THOUSANDS of executives were prosecuted during the S&L frauds of the 1980s. They were caught because of investigations. When it was seen that a crime must have been committed, authorities went to work and so they found the culprits. Thousands of financial fraud investigators were employed at the time, hundreds today. The whole trick today is NOT to investigate, therefore not to discover perpetrators, and for the SEC to offer get-out-of-jail-free immunity deals in exchange for insulting "settlements" that the banks view as a minor cost of doing their dirty business.
It's been said that the government's been spending more on investigating food stamp fraud than financial fraud, but I've found it hard to locate the actual breakdowns to determine this and it's an arguable point.
The more interesting comparison is to the perpetual, Nixon-to-Obama "war on drugs." If it's about drugs, then evidence that a crime has been committed (the presence of drugs) can sometimes be enough to raid premises, summarily arrest everyone within smelling distance, seize properties and sell them before trial. Sometimes authorities don't wonder about states of mind or intents to commit or determining who exactly they can pin as the mastermind. They just move in and fuck everyone, and let the judge sort them out.

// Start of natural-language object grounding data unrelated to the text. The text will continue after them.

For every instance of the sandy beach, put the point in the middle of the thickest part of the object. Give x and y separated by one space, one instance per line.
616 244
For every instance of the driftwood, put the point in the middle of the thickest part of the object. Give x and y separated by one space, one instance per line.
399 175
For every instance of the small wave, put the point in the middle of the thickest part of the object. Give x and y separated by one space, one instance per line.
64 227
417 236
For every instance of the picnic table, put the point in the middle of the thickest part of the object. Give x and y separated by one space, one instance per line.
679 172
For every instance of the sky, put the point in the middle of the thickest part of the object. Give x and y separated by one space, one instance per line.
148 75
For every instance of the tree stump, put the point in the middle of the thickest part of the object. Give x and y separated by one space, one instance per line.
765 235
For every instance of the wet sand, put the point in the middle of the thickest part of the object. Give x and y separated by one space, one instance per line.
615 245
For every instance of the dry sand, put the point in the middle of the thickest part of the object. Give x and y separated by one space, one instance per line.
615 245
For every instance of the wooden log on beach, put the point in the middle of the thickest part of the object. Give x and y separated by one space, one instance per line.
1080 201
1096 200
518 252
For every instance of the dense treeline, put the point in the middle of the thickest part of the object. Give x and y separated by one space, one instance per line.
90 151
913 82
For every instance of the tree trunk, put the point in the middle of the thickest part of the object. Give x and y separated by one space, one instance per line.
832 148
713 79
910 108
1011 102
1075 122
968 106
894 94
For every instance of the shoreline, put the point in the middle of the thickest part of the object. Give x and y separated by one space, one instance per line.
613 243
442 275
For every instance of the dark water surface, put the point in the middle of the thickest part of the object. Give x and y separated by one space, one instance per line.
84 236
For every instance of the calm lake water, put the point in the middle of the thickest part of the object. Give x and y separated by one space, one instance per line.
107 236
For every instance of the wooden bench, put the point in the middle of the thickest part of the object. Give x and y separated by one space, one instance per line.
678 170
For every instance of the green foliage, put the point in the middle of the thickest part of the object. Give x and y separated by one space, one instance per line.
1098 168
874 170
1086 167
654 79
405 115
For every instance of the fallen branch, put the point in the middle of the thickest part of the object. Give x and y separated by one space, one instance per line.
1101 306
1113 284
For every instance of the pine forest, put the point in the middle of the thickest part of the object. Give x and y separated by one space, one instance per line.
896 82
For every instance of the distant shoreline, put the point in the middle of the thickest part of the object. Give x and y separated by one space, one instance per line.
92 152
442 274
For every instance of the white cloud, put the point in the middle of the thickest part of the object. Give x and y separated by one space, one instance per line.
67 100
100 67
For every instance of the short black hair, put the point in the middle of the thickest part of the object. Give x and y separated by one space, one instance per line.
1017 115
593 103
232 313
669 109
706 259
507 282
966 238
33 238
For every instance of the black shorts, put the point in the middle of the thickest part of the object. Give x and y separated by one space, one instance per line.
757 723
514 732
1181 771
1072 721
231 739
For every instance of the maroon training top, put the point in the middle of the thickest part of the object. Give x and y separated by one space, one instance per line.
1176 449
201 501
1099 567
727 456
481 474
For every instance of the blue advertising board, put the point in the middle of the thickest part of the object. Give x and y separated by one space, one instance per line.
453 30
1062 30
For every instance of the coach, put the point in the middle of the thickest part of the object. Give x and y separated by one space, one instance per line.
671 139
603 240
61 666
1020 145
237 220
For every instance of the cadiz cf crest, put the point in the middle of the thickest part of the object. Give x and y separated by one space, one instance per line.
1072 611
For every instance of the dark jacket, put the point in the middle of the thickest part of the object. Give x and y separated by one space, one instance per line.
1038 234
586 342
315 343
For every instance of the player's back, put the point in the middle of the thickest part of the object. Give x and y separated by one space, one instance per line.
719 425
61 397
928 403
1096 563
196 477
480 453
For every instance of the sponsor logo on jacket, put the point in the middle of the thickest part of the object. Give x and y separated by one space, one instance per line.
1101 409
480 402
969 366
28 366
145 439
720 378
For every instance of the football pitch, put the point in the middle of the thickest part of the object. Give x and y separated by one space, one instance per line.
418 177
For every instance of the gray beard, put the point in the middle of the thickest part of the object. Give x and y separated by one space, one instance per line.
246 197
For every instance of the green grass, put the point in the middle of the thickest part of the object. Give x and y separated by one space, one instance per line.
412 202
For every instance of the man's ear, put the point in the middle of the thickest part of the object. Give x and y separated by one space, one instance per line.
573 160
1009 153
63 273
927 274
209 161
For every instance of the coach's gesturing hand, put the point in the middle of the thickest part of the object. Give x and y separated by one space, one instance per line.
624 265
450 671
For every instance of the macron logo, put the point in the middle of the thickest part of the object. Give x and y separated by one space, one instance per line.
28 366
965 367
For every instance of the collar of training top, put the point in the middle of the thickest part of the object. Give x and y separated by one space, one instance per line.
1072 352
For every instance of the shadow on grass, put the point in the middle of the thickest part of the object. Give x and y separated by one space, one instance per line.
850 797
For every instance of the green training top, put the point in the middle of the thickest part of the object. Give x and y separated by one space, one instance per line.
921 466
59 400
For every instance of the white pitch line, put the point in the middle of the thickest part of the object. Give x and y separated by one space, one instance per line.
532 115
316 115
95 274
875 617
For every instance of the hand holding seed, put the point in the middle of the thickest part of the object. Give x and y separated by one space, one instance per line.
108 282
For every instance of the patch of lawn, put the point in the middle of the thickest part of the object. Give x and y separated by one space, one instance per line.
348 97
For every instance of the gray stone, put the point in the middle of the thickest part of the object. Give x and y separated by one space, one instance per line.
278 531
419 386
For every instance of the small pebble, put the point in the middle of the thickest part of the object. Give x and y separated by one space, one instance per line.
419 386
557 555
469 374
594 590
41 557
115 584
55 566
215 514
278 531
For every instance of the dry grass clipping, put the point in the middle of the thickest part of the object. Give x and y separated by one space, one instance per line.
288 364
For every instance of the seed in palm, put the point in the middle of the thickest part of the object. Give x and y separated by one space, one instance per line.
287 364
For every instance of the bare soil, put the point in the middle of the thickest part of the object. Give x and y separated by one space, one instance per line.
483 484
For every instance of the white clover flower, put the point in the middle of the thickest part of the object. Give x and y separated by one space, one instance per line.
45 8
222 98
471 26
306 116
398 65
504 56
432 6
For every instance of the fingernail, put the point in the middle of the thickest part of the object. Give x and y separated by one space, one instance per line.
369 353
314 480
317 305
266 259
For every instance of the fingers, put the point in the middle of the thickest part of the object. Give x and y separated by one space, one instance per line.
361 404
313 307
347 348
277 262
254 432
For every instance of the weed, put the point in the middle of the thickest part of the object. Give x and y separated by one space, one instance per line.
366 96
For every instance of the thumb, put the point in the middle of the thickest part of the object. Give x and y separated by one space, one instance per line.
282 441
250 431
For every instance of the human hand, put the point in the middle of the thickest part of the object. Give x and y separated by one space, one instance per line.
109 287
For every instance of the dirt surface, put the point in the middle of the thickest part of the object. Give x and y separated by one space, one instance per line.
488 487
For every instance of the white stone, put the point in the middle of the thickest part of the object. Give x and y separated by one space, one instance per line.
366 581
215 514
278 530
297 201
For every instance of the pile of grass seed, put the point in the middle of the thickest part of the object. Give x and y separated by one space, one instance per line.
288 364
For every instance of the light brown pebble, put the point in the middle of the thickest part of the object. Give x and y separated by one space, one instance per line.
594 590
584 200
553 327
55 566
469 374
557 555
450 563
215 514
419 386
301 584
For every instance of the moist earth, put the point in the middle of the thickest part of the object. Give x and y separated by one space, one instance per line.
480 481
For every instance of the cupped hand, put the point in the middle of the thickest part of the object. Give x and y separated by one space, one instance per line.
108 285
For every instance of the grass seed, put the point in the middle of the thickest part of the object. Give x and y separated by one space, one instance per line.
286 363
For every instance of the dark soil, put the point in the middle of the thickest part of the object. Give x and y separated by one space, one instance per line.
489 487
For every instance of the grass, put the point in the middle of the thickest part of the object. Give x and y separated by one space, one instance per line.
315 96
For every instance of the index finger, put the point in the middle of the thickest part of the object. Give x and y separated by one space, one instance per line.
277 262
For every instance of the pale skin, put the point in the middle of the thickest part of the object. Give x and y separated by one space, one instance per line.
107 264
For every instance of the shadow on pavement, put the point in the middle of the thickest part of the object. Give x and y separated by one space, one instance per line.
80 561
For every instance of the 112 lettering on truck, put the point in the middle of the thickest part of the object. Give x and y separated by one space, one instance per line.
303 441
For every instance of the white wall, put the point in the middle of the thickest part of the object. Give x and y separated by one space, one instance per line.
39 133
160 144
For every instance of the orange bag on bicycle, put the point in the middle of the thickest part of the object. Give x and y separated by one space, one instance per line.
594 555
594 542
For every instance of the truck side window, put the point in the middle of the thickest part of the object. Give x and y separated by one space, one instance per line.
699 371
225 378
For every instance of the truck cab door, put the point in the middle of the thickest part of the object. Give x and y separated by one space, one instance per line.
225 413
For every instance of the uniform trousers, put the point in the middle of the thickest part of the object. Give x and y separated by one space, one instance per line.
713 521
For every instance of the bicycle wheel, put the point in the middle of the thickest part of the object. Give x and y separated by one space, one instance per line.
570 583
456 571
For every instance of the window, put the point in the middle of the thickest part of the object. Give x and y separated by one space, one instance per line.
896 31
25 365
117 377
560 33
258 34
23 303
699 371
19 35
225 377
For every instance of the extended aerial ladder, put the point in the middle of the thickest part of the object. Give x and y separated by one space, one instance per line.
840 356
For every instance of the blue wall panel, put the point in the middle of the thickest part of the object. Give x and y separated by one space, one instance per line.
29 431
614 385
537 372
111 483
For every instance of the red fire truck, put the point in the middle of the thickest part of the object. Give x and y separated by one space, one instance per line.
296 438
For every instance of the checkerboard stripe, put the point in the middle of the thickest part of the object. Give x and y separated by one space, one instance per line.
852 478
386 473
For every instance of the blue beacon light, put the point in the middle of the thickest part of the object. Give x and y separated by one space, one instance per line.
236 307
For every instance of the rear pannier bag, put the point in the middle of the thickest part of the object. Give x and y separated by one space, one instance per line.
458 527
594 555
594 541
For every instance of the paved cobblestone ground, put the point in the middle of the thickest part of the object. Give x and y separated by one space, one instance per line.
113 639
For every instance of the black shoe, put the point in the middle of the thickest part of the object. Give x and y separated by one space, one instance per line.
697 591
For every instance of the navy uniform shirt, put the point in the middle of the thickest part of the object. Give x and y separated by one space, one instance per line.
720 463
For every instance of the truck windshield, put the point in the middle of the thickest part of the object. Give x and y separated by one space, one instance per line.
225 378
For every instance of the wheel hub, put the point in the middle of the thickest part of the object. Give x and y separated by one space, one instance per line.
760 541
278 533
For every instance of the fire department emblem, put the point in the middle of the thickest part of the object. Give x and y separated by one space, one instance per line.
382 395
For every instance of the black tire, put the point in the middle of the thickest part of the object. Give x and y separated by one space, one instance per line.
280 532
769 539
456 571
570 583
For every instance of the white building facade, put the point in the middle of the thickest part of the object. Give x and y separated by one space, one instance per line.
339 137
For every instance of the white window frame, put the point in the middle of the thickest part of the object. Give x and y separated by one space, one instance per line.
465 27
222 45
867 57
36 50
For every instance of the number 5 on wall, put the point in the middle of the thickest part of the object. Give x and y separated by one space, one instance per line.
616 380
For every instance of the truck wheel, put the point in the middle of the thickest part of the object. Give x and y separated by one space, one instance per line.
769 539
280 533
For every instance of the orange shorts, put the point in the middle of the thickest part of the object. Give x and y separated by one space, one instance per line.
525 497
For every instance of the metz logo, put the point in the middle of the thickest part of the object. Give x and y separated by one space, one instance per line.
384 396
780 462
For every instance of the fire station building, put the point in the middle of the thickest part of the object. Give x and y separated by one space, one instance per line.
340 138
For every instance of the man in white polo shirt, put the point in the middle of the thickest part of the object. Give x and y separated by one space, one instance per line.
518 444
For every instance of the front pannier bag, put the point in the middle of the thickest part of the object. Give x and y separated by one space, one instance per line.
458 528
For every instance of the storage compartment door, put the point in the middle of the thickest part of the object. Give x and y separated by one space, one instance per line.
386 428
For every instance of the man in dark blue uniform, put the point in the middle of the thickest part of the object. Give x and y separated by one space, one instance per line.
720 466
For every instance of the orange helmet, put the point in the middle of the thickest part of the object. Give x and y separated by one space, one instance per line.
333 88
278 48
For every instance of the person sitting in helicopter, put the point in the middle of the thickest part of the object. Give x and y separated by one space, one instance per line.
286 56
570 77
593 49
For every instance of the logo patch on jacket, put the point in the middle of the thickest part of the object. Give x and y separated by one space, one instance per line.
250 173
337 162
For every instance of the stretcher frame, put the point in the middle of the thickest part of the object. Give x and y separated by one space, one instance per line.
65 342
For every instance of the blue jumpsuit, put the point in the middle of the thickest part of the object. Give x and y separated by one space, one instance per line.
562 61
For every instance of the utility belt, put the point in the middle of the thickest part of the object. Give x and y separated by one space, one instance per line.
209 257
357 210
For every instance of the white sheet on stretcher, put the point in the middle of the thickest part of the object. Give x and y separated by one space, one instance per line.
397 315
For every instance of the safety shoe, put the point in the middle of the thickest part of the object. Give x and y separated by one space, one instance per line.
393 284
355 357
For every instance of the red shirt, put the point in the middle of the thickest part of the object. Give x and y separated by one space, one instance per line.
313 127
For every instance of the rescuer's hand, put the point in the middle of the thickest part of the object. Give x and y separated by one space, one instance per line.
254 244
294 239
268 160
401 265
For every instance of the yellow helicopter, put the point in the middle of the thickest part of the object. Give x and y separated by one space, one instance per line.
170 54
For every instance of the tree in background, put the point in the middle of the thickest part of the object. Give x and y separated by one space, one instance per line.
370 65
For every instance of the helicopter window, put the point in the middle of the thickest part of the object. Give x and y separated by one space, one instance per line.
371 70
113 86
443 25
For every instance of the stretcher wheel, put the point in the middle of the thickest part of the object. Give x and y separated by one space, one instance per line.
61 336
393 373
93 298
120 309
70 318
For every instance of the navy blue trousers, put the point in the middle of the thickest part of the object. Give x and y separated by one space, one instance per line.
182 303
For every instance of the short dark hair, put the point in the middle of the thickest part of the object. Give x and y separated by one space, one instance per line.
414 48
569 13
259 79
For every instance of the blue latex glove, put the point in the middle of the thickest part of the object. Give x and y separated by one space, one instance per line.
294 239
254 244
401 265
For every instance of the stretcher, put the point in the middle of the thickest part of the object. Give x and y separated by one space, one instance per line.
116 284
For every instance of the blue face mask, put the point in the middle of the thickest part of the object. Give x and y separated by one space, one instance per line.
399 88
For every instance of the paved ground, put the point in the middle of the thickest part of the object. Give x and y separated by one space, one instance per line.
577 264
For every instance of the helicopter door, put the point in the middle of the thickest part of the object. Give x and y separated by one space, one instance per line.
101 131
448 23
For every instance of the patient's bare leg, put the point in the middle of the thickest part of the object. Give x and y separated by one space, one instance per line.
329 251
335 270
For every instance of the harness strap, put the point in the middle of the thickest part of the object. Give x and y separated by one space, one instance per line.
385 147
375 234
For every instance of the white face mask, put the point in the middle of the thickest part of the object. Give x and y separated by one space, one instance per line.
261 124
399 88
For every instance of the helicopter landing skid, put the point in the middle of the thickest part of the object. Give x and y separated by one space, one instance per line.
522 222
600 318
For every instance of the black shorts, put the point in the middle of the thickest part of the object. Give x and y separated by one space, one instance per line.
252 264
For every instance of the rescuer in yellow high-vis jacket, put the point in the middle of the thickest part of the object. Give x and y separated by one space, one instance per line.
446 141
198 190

Too bad Goldman Sachs merely plundered tens of billions of dollars by some of the most evil scams imaginable (we haven't even got into the commodities speculation frauds that contributed to the food price bubble of 2008 meaning millions of victims). If only GS had kept half a million dollars worth of cocaine in the executive suite, the government would have found a reason to bust in the doors, shoot the pet dogs and shut this criminal organization down. Even if most of the banksters would get off after a raid on Goldman Sachs to arrest a few hundred suspects, they would not soon forget the being hogtied and having their wrists painfully cuffed behind their backs and being thrown into Manhattan Central Booking with the pot-smokers and the drivers with expired licenses and the poor slobs who drank a beer on the street. Some deterrent effect would stick, right?
We haven't even gotten into RICO, but same deal there. If the feds decide to designate a criminal organization, they have the means to go after them despite omerta and distributed responsibility. Once they're considered a criminal group, the crimes of any one of them are good enough to bag the executives no matter what they say they forgot.
The FBI can infiltrate and set up honey-traps and entrapments for animal rights and peace activists, and create entrapment schemes for mentally disabled patsies they style into "terrorists," but they can't place one damn spy as a secretary at Goldman Sachs?
Okay, I'm veering into satire, but why does this seem so absurd to you? Seriously. If the FBI thinks it's okay to infiltrate some Quaker antiwar meeting on suspicion they might eventually engage in some kind of sedition, then not infiltrating Goldman Sachs on the presumption that they must be doing some dirt they can be nailed for is strictly a product of class prejudice. We see no white collar crime, hear no white collar crime, speak not of it.
As Bertolt Brecht asked: Which is the bigger crime, robbing a bank or owning one?